Sunday, August 14, 2011

Review: Confessions of a Catholic Cop, Pt 2



* This is the conclusion to PART I of my review...

I cozied up with Confessions of a Catholic Cop on a rainy Saturday night.  And save 20 pages, I finished the book in just one sitting.  So you could say it was both entertaining and well-paced.

I even cried!

(But that's not saying too much, considering I cry watching Dateline.)


From the rip though (or cover flip though), Fitzsimmons goes to work.  And he's a painter.  The kind I imagine, that sits, unassuming, drawing pictures in his mind with words.  Of you and yours and those and theirs, all while friendly chatting.

And then he paints on pages... palpable descriptions of varied individuals (and places also).  Interesting ones.

That said, the characters of Confessions came to life for me.  And I believed them.  Their motivations, insecurities, and frailties, too.

I liked them, and felt for them even.

Without giving too much away (because I've never been good at keeping surprises), I was sad to finish Fitzsimmons's book.  And if I didn't have a thing for a man in uniform before reading Confessions of a Catholic Cop, I do now!

My only criticism, and it's slight, is the Law & Order reference.  It distracted me, and took me out of the world of Michael Beckett, the protagonist.  Not to mention, I kept waiting for Ice-T to pop up.


But moving on now to the big discovery I mentioned in PART I of my review... about how I felt a pull to Fitzsimmons... how the similarities of our stories were undeniable... ya da ya da ya...

Let me just say, my instincts were right on! 

Upon reading one - County Cavan - reference midway through Confessions, the light went off.  

"That sounds familiar," I thought. 

And then I put it all together.  My great-great grandparents, the Colwells and Reillys, were from County Cavan in Ireland.  More specific, they lived in the Parish of Castlerahan, in the Townland of Clonkeefy.

I thought about it a little more, and as bizarre as it might seem, I remembered seeing a - Fitzsimmons - listed alongside my family, the Colwells, on the First Official Census of Ireland taken in 1821.

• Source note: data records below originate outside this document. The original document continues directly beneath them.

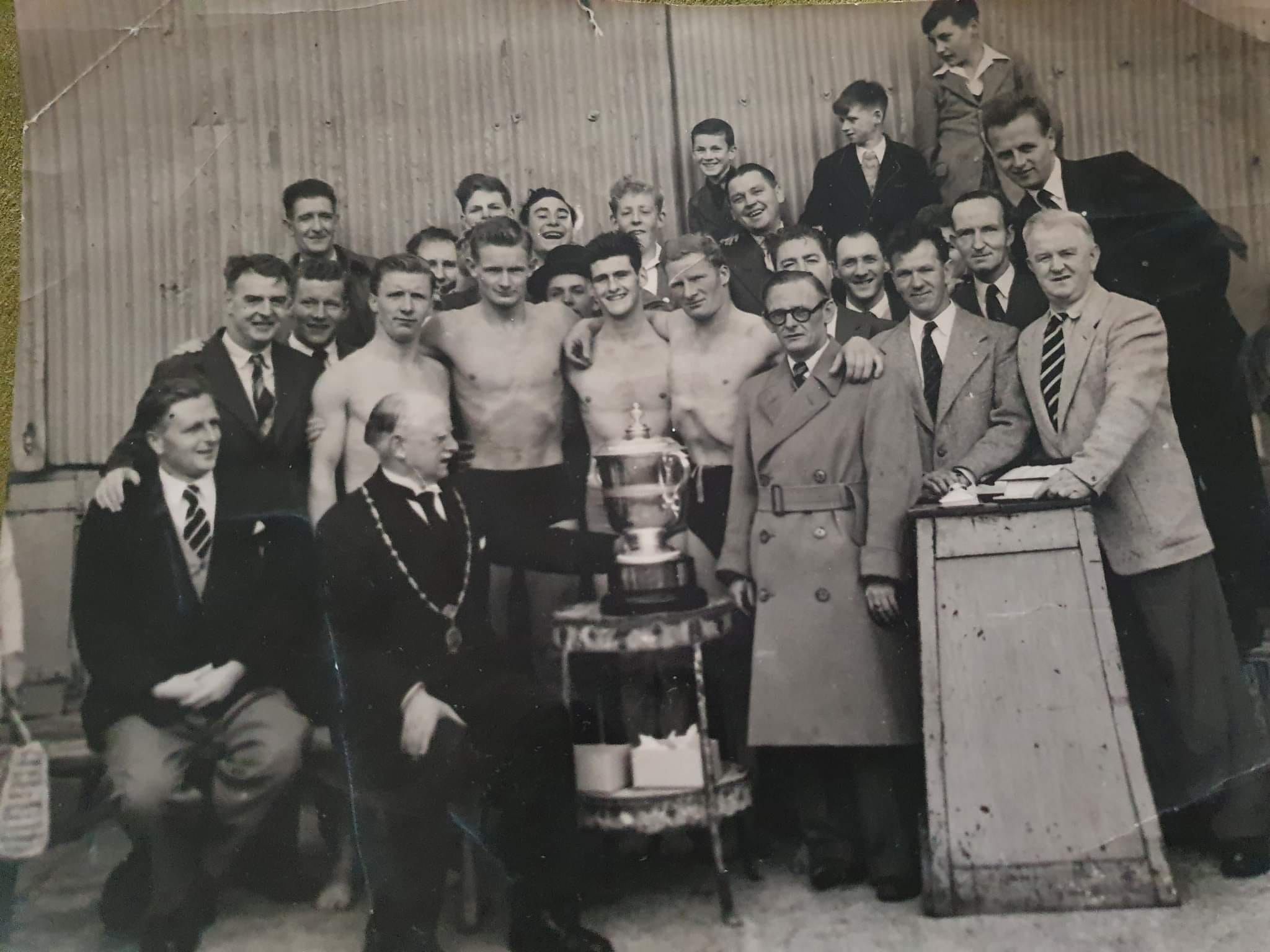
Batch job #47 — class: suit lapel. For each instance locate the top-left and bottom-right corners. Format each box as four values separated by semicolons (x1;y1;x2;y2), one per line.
881;325;935;433
1058;284;1108;430
923;309;992;424
753;340;842;464
203;330;260;433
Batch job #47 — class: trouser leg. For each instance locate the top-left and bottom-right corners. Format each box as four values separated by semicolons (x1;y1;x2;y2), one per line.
105;715;203;917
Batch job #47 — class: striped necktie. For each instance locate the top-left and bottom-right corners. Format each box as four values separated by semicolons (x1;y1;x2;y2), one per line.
252;354;275;437
1040;314;1067;430
180;482;212;562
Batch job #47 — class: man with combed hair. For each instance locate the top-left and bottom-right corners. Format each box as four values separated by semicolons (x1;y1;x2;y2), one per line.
983;97;1270;650
93;254;321;515
422;217;611;683
799;80;940;242
608;175;670;310
309;255;450;524
1018;209;1270;877
874;222;1032;498
71;381;315;952
717;271;922;901
318;388;612;952
282;179;375;350
951;190;1049;330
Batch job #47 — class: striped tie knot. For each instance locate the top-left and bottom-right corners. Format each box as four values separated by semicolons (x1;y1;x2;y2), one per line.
180;482;212;561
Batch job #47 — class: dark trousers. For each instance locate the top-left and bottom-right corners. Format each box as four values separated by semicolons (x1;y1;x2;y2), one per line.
105;688;309;915
1106;555;1270;840
772;746;922;882
350;672;578;933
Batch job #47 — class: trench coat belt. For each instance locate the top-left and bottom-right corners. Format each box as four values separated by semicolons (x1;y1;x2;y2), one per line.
758;482;856;515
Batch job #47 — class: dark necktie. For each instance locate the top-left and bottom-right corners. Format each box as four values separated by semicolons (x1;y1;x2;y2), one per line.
252;354;275;435
984;284;1006;324
922;321;944;420
180;482;212;562
1040;314;1067;430
793;361;806;390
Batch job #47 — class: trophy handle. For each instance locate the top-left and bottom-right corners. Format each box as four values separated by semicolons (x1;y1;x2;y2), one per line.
658;447;692;521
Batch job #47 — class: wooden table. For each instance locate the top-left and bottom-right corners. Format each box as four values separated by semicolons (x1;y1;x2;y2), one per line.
555;598;753;925
912;501;1177;915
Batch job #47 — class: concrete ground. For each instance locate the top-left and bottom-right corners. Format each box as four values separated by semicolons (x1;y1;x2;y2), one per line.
9;824;1270;952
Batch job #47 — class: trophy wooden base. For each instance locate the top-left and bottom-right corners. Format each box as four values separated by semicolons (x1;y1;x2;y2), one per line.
600;555;706;614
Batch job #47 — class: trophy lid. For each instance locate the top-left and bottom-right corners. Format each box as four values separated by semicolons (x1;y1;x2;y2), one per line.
596;403;678;456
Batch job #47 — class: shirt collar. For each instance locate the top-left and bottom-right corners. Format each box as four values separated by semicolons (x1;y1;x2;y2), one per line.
381;470;441;496
931;43;1010;79
1028;155;1067;208
221;332;273;371
785;338;829;377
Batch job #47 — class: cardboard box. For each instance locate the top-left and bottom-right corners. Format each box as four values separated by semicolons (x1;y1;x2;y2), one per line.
573;744;631;793
631;736;722;788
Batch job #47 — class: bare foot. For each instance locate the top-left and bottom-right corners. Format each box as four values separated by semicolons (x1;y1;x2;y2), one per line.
314;876;353;913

(Yes, I'm a nerd.  I have this document.)

And you know what, I was right.  There he was, plain as day.  Well maybe not plain as day, but there, yes.  See for yourself.

Michael Fitzsimmons - Age 45 - Servant & Labourer

I could draw this out invariably, but after a few shared emails with the author, and based off what he knew about his ancestors prior, I was able to place our families together in Clonkeefy.

In the early 19th century, no less.

Pretty cool, right?

Moral of this post, follow your intuition.  Oh, and read this book!